LESLIE: Alright. Now we’ve got William from Texas on the line with a question about cigarette smell.
William, welcome to The Money Pit. What can we help you with today?
WILLIAM: Well, my daughter bought a house. And the person that she bought the house from smokes cigarettes. And the house – when you walk – as soon as you walk in the door, the cigarette smell hits you. And it was basically throughout the house. And we’re in the process of trying to figure out how we’re going to get all that smell out, short of ripping the walls out.
TOM: Does the house have carpet?
WILLIAM: Yes.
TOM: Then it’s probably got to go.
WILLIAM: OK.
TOM: I mean you can try steam-cleaning it to get rid of the cigarette smell but it gets into the padding and everything else. The least you have to do is steam-clean it. You can steam clean any upholstery left from the previous owners – not just the carpets. But what you want to do on the walls is you want to paint the walls with a really good primer. And so an oil-based primer or an alkyd-based primer will seal in that odor.

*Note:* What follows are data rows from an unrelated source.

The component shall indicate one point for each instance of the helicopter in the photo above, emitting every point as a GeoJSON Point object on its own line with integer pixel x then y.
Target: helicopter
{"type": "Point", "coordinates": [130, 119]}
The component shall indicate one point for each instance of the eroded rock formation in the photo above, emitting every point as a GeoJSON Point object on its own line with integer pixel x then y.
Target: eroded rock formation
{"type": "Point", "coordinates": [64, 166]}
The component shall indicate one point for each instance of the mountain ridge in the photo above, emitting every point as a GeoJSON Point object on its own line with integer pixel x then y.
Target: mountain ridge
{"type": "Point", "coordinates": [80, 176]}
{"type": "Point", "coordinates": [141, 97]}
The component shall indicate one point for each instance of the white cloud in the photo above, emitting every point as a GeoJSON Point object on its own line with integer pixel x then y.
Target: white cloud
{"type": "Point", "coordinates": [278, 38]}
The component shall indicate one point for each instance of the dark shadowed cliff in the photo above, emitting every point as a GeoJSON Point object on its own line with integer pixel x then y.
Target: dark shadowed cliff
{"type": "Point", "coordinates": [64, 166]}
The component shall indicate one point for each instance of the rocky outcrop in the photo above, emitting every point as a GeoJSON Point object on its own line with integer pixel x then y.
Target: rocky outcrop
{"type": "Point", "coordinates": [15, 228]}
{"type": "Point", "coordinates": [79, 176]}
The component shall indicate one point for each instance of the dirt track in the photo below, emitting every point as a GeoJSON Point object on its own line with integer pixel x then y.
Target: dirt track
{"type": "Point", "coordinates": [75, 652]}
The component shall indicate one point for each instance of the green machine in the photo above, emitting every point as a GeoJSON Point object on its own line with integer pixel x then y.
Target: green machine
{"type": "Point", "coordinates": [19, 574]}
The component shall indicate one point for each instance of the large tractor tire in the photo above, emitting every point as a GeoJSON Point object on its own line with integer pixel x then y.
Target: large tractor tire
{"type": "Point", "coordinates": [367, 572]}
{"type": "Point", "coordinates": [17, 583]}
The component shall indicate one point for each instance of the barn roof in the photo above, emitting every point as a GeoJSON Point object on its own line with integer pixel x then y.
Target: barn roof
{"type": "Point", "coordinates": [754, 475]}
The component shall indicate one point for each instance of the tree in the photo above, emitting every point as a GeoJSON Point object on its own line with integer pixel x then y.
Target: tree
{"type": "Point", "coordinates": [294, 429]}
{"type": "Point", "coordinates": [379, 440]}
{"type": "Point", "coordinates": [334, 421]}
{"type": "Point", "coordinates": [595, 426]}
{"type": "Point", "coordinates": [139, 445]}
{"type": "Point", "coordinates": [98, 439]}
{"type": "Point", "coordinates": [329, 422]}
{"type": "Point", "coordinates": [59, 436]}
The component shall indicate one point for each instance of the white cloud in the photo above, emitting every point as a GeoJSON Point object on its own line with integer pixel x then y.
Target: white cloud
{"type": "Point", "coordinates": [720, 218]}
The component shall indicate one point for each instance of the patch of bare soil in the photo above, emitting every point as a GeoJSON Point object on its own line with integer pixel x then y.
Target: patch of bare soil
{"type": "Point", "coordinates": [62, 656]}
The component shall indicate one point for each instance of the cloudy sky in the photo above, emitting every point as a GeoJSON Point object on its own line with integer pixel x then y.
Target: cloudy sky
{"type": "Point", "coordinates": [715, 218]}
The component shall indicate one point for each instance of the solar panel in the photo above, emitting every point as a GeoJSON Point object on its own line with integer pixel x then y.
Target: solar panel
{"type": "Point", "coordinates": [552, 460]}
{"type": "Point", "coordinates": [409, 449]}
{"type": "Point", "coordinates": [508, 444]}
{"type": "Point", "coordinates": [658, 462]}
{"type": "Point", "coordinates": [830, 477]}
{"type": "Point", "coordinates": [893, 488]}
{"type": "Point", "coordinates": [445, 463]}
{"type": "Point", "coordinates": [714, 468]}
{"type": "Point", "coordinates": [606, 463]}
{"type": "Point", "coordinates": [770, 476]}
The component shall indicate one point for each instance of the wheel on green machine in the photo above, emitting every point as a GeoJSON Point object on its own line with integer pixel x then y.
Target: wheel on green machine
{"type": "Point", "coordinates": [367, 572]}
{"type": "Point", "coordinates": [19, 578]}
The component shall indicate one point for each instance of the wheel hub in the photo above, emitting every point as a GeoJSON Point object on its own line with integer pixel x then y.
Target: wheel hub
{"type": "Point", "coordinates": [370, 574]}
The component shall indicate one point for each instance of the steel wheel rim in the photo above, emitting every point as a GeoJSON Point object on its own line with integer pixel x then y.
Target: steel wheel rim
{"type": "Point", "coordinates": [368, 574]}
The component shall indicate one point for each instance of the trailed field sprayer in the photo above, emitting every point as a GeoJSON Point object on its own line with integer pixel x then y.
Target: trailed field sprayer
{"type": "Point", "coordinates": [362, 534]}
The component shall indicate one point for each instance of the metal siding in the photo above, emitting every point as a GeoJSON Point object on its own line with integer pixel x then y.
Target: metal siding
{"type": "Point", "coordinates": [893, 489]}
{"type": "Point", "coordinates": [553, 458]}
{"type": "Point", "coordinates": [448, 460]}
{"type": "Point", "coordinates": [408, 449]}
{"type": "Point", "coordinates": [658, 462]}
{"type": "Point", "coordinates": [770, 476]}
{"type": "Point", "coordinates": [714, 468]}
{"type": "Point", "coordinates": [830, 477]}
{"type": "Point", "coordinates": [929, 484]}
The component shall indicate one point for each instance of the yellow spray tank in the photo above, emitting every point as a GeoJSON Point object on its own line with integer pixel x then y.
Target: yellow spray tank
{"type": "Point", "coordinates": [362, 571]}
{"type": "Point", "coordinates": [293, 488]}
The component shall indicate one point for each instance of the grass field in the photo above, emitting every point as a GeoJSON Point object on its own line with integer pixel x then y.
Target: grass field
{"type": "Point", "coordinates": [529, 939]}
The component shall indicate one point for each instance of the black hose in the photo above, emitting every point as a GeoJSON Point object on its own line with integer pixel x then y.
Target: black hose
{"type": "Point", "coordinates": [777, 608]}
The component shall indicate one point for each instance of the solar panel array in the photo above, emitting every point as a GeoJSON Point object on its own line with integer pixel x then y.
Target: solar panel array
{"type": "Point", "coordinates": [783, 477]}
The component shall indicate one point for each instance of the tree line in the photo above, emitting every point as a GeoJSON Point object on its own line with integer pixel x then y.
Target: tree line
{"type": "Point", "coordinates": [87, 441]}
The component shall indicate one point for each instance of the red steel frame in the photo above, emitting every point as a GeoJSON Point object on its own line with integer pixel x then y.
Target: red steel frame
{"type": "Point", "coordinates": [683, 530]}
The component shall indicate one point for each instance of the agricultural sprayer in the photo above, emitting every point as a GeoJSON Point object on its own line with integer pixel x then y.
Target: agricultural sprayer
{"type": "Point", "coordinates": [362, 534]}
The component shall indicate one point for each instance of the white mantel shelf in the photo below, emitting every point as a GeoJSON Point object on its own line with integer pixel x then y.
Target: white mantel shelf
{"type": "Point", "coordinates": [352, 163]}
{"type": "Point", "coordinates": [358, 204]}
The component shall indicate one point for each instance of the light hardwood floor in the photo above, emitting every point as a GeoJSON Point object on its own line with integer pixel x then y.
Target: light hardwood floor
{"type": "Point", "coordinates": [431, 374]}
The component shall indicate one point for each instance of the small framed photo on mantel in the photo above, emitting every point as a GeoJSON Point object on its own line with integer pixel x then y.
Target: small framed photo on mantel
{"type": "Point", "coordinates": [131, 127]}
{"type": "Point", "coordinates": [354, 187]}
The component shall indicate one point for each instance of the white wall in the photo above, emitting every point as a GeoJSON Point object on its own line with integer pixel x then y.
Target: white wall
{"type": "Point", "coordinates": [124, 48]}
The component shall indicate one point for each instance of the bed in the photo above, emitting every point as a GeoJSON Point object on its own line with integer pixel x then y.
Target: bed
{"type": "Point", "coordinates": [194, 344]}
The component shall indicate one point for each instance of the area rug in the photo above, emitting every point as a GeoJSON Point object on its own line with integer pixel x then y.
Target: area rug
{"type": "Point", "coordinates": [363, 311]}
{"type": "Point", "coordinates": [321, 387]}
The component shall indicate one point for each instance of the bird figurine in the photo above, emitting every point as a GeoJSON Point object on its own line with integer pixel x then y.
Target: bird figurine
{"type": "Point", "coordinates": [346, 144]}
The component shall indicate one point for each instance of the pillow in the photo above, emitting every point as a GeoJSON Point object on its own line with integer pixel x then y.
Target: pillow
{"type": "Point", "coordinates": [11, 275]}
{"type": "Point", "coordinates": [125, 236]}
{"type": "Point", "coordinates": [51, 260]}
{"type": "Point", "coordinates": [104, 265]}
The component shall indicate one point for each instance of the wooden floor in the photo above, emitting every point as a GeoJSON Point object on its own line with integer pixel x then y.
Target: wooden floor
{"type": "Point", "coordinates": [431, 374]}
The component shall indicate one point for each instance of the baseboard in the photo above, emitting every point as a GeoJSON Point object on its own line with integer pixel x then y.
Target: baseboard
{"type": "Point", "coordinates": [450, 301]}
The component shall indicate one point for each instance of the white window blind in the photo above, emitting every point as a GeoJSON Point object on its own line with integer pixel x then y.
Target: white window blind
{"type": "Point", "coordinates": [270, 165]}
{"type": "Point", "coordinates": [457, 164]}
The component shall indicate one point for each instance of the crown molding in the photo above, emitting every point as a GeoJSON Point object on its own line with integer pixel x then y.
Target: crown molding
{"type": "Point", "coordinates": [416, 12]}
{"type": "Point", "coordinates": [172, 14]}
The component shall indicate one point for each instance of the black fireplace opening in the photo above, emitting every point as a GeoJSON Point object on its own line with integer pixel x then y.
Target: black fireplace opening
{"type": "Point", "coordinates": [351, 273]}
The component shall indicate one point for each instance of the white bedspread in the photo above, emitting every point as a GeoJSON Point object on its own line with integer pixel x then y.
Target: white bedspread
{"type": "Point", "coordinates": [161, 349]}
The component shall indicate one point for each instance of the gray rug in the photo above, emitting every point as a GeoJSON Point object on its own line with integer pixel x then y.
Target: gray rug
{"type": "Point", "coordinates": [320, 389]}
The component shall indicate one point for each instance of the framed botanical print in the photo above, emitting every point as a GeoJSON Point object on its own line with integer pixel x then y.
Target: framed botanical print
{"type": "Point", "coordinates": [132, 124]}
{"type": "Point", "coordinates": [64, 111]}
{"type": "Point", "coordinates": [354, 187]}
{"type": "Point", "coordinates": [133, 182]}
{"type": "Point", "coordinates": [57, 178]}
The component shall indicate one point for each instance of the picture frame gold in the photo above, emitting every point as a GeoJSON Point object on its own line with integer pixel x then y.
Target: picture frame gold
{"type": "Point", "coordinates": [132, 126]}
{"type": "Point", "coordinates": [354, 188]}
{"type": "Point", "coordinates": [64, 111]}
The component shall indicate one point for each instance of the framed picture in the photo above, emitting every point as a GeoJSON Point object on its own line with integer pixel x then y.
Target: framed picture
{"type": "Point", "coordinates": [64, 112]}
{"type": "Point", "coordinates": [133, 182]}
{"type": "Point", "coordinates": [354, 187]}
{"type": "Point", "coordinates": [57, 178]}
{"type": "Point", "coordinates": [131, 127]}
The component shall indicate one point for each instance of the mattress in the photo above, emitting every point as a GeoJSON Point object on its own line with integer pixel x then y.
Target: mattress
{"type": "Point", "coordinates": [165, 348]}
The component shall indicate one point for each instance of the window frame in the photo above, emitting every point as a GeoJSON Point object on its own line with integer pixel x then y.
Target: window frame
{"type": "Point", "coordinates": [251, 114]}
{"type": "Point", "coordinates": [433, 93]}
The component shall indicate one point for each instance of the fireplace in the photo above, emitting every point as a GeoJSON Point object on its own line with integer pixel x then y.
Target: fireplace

Clean the walls well, use a TSP – trisodium phosphate – to wash them down and then prime the walls. If you don’t prime the walls, the cigarette smell will basically permeate right through the new paint. But if you clean them and you prime them well, that will do a – go a long way towards getting rid of a lot of that odor. That plus removing the carpet or at least steam-cleaning the carpet are the two most important things to do.
LESLIE: Yeah. And you know what? If you do end up removing the carpet, make sure they remove the padding, as well. And if it’s a wood subfloor, you want to paint it again with that same odor-blocking primer because that will do a lot to help with that, as well. And I don’t know if you’ve held on to any of the draperies or any other soft goods from the previous owners. Just get rid of them or really have them cleaned well.
WILLIAM: OK. That will work. I appreciate your answer.